A Deep Dive into Apache Spark Join Strategies

Published on

Join operations are frequently used in big data analytics to merge two data sets, represented as tables or DataFrames, based on a common matching key. Spark’s DataFrame and Dataset APIs, along with Spark SQL, provide a variety of join transformations such as inner joins, outer joins, left joins, right joins, and more. However, these operations often require a significant amount of data movement across Spark executors, similar to how it works in relational databases.

Although many Data Engineers are familiar with ANSI SQL Join types , they may not have a clear understanding of how these joins function within the Spark engine. To gain a better understanding of Spark’s join strategies, it is important to first recognize the various factors that can impact join operations.

What Factors affect Join Operations?

Data Size: The size of the data being joined can affect the performance of join operations.

Data Distribution: If the data being joined is not distributed evenly across the cluster, it can result in data skew, which can cause performance issues.

Join Type: Different join types, such as inner join, outer join, and left join, can have varying performance characteristics depending on the data being joined. Eg : Equi Join — “=” / Non Equi Join — “<,>,≥, ≤”

Data Format: The format of the data being joined can also affect performance. For example, Parquet or ORC format can be more efficient than CSV or JSON format due to their columnar storage and compression capabilities.

Join Hints : If end-user want more control over the join strategy selection then they supply Join Hints like /*+ **BROADCAST**(table name)*/*

Based on these factors Spark has 5 distinct join strategies by which it exchanges*,* moves, sorts, groups, and merges data across executors:

  • Broadcast Hash Join (BHJ)
  • Shuffle Hash Join (SHJ)
  • Sort Merge Join (SMJ)
  • Broadcast Nested Loop Join (BNLP)
  • Cartesian Product Join (CPJ)

1. Broadcast Hash Join (BHJ)

In this technique, one of the data sets is small enough to fit in memory and is broadcasted to all the worker nodes in the cluster.
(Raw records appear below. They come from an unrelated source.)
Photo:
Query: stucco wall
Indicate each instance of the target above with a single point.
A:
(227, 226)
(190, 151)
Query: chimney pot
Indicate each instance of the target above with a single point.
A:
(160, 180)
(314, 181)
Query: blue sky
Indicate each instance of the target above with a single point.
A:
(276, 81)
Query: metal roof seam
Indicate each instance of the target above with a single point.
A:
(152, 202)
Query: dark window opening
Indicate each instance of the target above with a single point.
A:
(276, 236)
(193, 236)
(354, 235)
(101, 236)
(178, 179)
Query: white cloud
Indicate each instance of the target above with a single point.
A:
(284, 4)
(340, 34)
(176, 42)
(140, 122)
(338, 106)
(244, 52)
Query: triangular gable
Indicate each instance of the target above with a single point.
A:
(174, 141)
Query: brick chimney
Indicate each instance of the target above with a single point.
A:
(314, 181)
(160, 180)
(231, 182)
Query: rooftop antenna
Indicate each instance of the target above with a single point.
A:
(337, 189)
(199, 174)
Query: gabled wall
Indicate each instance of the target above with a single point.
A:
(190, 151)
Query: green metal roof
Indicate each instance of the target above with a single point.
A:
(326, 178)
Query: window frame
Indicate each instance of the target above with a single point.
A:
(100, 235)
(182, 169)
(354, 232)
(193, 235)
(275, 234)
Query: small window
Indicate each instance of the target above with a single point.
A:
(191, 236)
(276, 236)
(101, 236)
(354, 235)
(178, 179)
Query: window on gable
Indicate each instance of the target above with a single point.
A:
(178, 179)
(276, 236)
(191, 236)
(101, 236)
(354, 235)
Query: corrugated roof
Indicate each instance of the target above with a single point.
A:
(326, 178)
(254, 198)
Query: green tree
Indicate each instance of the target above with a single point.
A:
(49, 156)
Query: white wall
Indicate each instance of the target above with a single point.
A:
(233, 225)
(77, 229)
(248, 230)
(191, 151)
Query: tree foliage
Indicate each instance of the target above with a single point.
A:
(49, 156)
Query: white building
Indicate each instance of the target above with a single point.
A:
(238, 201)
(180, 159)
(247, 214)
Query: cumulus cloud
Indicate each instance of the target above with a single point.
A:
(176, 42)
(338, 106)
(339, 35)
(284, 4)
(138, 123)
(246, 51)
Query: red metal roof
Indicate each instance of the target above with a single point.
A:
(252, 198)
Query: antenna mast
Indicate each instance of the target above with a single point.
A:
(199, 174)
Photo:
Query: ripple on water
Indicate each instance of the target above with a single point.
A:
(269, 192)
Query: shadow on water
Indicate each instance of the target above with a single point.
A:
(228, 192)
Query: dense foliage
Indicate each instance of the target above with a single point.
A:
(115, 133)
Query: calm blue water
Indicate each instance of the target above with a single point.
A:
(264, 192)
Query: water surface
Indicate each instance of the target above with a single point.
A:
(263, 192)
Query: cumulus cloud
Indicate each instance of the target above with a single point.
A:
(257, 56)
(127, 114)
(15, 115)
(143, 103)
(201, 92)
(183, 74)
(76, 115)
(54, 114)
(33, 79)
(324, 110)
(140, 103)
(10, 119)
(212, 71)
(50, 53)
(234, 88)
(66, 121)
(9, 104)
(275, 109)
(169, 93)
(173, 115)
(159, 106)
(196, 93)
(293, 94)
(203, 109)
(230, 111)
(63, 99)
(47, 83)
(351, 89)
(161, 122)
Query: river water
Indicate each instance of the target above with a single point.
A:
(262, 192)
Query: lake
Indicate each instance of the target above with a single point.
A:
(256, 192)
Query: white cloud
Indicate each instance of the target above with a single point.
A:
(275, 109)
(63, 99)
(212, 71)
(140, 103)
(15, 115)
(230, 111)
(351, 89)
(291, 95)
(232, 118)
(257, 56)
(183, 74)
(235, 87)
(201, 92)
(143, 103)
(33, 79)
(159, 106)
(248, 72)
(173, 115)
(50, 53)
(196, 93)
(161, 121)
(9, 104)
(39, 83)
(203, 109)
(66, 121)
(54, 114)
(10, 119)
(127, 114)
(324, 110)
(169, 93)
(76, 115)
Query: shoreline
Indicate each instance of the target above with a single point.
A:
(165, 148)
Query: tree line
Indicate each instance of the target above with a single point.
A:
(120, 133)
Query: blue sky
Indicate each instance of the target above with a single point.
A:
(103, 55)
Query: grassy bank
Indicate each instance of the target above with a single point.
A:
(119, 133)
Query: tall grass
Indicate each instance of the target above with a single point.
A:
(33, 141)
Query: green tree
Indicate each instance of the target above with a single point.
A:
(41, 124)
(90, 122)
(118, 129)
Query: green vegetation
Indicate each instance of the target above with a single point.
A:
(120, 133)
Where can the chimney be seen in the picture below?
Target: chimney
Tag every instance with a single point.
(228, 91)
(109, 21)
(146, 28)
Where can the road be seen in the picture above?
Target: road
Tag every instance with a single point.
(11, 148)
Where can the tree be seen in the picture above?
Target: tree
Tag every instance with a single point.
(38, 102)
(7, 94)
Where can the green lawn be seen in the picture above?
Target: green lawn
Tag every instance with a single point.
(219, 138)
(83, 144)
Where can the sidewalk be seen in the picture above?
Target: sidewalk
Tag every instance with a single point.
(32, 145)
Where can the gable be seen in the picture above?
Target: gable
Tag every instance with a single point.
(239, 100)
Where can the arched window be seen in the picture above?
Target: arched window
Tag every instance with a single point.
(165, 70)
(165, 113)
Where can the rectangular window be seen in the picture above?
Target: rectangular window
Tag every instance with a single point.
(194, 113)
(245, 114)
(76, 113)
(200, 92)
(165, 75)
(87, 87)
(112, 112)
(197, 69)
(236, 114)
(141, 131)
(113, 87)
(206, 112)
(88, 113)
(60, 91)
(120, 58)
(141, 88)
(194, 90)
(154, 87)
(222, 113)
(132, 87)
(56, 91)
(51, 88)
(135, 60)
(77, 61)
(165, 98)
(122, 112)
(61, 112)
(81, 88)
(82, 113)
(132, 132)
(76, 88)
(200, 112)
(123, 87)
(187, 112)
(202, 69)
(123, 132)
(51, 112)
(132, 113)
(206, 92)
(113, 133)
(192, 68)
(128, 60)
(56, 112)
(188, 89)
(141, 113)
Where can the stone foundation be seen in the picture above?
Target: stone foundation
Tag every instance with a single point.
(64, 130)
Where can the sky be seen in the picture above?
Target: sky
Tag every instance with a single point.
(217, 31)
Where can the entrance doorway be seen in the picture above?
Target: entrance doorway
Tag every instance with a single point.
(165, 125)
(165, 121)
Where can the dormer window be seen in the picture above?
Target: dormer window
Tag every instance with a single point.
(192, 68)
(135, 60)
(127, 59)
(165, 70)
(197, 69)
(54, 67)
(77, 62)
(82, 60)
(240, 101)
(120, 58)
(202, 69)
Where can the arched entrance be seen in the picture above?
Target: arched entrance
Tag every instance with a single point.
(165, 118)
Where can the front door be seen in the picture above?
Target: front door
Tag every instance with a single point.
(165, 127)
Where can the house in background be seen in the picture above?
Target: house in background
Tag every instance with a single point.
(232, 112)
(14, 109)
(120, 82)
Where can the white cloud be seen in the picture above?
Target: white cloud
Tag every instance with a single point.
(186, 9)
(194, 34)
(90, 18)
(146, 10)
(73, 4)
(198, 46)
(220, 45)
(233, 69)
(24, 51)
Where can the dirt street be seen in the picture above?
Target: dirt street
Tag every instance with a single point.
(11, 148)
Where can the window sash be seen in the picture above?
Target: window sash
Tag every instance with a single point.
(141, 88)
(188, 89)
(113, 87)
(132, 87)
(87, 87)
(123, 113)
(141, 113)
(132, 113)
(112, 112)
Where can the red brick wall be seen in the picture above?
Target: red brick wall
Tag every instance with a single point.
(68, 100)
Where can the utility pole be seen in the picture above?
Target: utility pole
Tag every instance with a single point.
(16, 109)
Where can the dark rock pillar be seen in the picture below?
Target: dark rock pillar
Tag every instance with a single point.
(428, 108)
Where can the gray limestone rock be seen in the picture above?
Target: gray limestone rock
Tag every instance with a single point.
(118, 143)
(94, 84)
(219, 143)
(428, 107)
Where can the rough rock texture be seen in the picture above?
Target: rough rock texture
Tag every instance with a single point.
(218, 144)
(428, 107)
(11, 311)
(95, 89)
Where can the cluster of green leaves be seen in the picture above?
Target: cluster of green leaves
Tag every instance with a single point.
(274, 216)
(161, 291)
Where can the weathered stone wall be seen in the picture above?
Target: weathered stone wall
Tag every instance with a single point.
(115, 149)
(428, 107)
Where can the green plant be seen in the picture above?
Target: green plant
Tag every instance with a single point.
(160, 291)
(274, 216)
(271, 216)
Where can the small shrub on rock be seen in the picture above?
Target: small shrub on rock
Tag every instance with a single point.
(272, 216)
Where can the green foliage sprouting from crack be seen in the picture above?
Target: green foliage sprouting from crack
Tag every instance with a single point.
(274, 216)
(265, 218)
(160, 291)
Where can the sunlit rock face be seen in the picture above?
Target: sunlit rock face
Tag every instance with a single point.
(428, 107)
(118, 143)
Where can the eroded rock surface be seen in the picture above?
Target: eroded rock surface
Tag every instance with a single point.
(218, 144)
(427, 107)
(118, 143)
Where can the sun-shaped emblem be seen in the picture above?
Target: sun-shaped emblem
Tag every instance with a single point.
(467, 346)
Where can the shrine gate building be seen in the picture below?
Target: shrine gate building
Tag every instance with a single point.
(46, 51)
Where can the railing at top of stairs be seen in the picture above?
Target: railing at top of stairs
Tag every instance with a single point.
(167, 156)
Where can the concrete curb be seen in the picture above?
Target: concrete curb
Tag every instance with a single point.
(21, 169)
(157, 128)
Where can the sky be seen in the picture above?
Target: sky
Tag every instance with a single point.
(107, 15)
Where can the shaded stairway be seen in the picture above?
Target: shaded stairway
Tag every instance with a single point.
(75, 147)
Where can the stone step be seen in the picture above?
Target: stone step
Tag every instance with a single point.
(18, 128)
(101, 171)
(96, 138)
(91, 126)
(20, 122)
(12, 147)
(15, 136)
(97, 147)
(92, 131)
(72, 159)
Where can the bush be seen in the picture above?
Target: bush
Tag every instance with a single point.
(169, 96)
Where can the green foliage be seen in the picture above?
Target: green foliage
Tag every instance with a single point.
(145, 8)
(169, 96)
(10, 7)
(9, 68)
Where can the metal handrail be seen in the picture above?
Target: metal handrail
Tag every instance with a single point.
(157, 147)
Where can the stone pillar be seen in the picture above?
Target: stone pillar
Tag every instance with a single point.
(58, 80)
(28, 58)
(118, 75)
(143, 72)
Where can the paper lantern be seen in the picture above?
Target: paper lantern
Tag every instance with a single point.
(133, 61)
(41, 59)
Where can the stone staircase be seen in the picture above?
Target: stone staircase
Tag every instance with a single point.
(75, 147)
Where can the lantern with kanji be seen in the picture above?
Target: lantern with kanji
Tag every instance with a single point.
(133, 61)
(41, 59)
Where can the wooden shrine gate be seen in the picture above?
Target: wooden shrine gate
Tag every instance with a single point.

10 mb is the default value of spark.sql.autoBroadcastJoinThreshold

#Join Hints for broadcast join in Pyspark
df.hint("broadcast")
-- Join Hints for broadcast join
SELECT /*+ BROADCAST(t1) */ * FROM t1 INNER JOIN t2 ON t1.key = t2.key;
SELECT /*+ BROADCASTJOIN (t1) */ * FROM t1 left JOIN t2 ON t1.key = t2.key;
SELECT /*+ MAPJOIN(t2) */ * FROM t1 right JOIN t2 ON t1.key = t2.key;

When to use a Broadcast Hash Join (BHJ) ?

  • When each key within the smaller and larger data sets is hashed to the same partition by Spark
  • When one data set is much smaller than the other (and within the default config of 10 MB, or more if you have sufficient memory)
  • When you only want to perform an equi-join, to combine two data sets based on matching unsorted keys
  • When you are not worried by excessive network bandwidth usage or OOM errors, because the smaller data set will be broadcast to all Spark executors

2. Shuffle Hash Join (SHJ)

In Spark, Shuffle Hash Join is one of the default join strategies used when joining two large data sets.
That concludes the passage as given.